In dollar terms, Milford's average member paid $900 in fees and had an average balance of $75,900 at March 31, while ANZ's average member paid $219 in fees and had an average balance of 28,300.
ANZ's default fund, which was closed to new members in December 2021 after it lost its default status, charged an average $288 in fees, or 0.67%, on an average balance of $46,200.
Milford's average balance has grown 37.5% from $55,200 five years earlier, while ANZ's average balance has grown 73.6% from $16,300 over that period. The average balance in the default fund has grown to $46,200 from $18,200 over the five years.
Fisher Fund's oldest KiwiSaver fund charged 0.93% in fees while the former Kiwi Wealth scheme charged 0.84%.
Milford wasn't the biggest fee charger in percentage terms – MJW showed Booster charged the same 1.24%, Generate charged 1.25%, Christian charged 1.33% and Always-Ethical, which prohibits investment in interest-earning assets, charged 1.81%, although the latter is a very small fund with $73 million in total assets.
Performance boosts Generate
Generate's growth fund was the best performer in the latest year with a 20.3% return and was third over three years with a 5.9% annual return and second over 10 years with a 9.6% annual return.

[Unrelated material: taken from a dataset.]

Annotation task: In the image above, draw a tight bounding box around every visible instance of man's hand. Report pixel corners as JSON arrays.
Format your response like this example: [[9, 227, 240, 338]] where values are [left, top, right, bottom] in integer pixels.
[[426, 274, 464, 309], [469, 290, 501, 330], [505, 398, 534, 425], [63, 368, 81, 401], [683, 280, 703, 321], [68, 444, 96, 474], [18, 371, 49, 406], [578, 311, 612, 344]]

Generate is now the eighth largest provider with nearly $5.3 billion in FUM, up from nineth last year, and experienced the fifth largest increase in FUM of $1.54 billion in the latest year.
SuperLife, which is managed by NZX's Smart, was the lowest fee charger at 0.16% of average assets, or just $36 in the latest year in dollar terms. It's average member balance at March 31 was $25,700, down from $29,400 five years earlier.
Its returns haven't been great with its growth fund ranked 10th out of 15 in the latest year with a 14.9% return, 8th over three years, 14th over five years and 12th out of 13 over 10 years.
InvestNow's fees at 0.18% of average assets also look low, although it is a platform providing access to other managers' products which have fees included.
Simplicity, now the 10th largest provider with $4.02 billion in FUM at March 31, is another low charger at 0.28% of average assets and $79 on average per member, with an average member balance of $31,000, up from $29,000 five years ago.
MJW calls Simplicity “a vocal disrupter of the KiwiSaver industry” since its launch in 2016 because of its focus on reducing fees.
So far at least, its mostly index-tracking management style is paying off for members with its growth fund ranking 5th best performer out of 15 in the latest year and a return of 17.4%, and it ranked fourth over three years and third over five years.
The last sentence has been corrected to show Simplicity was third over five years.
The late Brian Gaynor's legacy lives on in Milford Asset Management's performance. He was a great columnist too.